E tuttavia i veri focus del viaggio in quella che fu periferia di tre grandi imperi (siriano, ottomano e sovietico), oggi crocevia di interessi energetici planetari, sono il profondo significato ecumenico e la dimensione interreligiosa.
I cattolici costituiscono in entrambi i paesi una sparuta minoranza: secondo l’ufficio centrale di statistica della chiesa, sono 112 mila sui 4,5 milioni di georgiani (il 2,5 per cento) e 570 sui 9,5 milioni di azeri (lo 0,01 per cento). Ma ciò che più sta a cuore a papa Francesco è lo sviluppo del dialogo con la chiesa ortodossa georgiana e con l’islam caucasico sciita, tradizionalmente moderato anche se non immune dalle pressioni che riverberano dalla vicina Siria e soprattutto dall’Iran.

Il fatto più rilevante in questo senso è la presenza, per la prima volta nella storia, di una delegazione della chiesa ortodossa georgiana – ma non del patriarca - alla messa che il papa presiede sabato primo ottobre allo stadio di Tbilisi.
Gli ortodossi georgiani, per l’interpretazione rigorista della loro tradizione, rappresentano infatti una sorta di isola fortemente identitaria all’interno dell’ortodossia, da sempre in disagio nel cammino ecumenico. Da qui la precisazione dei giorni scorsi, da parte dello stesso Patriarcato ortodosso georgiano, che tra il papa e Ilia II non ci saranno preghiere comuni. A Francesco sarà rivolta un’accoglienza ospitale, come si conviene a un capo di stato, ci saranno discorsi fraterni e a Mtskheta, nella cattedrale patriarcale di Svétitskhovéli, accenderanno insieme un cero.
Ma le differenze dottrinali, precisano dal patriarcato, non consentiranno preghiere comuni. E la linea della Santa sede è quella di un cammino condiviso verso la piena comunione con le chiese ortodosse, senza forzare la mano, senza imporre scenografiche liturgie da dare in pasto ai media. Specialmente dopo che i georgiani hanno disertato il concilio pan ortodosso di giugno a Creta e, pur firmando l’intesa su primato e sinodalità che ortodossi e cattolici hanno trovato a Chieti il 22 settembre, hanno voluto che nel comunicato finale della Commissione mista di dialogo teologico venissero inseriti alcuni distinguo.

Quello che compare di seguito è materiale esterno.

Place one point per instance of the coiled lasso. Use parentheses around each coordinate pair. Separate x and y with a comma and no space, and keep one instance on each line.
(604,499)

Sul versante interno alla chiesa cattolica risulta invece particolarmente significativo l’ultimo appuntamento di venerdì 30, alle 18, nel quale papa Francesco incontrerà la piccolissima comunità assiro-caldea nella chiesa cattolica caldea di San Simone Bar Sabbaè (katolikos della chiesa nestoriana del quarto secolo).
Si tratta di poche migliaia di persone che ancora oggi parlano l’aramaico (la lingua di Cristo), radicate nella regione caucasica a partire dal 1770 anche se molti arrivarono nel 1915 da Turchia e Iran, al tempo del genocidio e delle persecuzioni. Il merito principale di questo incontro voluto dal papa è di far uscire dall’oblio queste popolazioni e di incoraggiarle a continuare il loro cammino di fede.

Il programma

Il papa atterra alle 15 di venerdì a Tbilisi.
Ad attenderlo il presidente della repubblica, Giorgi Margvelashvili, e il patriarca della chiesa ortodossa georgiana Ilia II. Francesco visita il presidente, le autorità, la società civile e alle 16.40 si reca nel palazzo del patriarcato. Infine alle 18 incontra la comunità assiro caldea.

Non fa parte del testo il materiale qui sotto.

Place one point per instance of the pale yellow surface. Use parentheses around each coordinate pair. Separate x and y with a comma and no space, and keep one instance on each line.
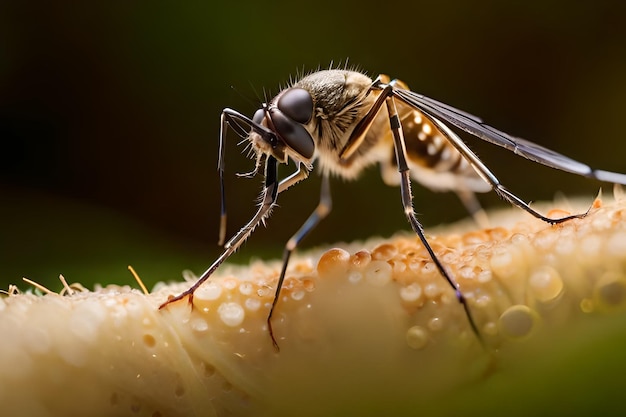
(368,329)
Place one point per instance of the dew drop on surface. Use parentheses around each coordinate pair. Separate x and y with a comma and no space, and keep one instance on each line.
(231,314)
(333,261)
(378,273)
(610,291)
(384,252)
(431,290)
(246,288)
(355,277)
(503,263)
(361,258)
(517,321)
(417,337)
(545,284)
(149,340)
(435,324)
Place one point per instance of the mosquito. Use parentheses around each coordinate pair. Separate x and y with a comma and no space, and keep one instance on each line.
(345,121)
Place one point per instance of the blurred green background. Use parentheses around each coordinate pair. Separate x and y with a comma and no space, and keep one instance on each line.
(109,117)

Sabato 1° ottobre il papa celebra la messa allo stadio Meskhi, nella capitale della Georgia. Dopo pranzo incontra sacerdoti religiosi e seminaristi nella chiesa dell’Assunta: dopo gli interventi di quattro tra i presenti, Francesco parlerà a braccio. Alle 17, nel centro dei Camilliani, il papa si intrattiene con assistiti e operatori delle opere caritative della chiesa. Infine, alle 18.15, visita la cattedrale patriarcale di Svetitskhoveli a Mtskheta.

Domenica 2 ottobre, il papa parte da Tbilisi alle 8.10 per atterrare a Baku, capitale dell’Azerbaijgian un’ora dopo. Alle 10.30 celebra la messa nella chiesa dell’Immacolata nel centro dei salesiani, dove si ferma per il pranzo. Alle 15.30, Francesco si reca in visita di cortesia al presidente Ilham Alyev (già ricevuto in Vaticano nel marzo 2015) per poi visitare il monumento ai caduti per l’indipendenza dove depone una corona di fiori. Alle 17 incontra le autorità del paese nel moderno centro Heidar Alyev, progettato da Zaha Hadid.
Prima di ripartire per Ciampino, papa Francesco fa visita alla moschea Heidar Alyev dove viene accolto dallo sceicco dei musulmani del Caucaso per poi partecipare a un incontro interreligioso.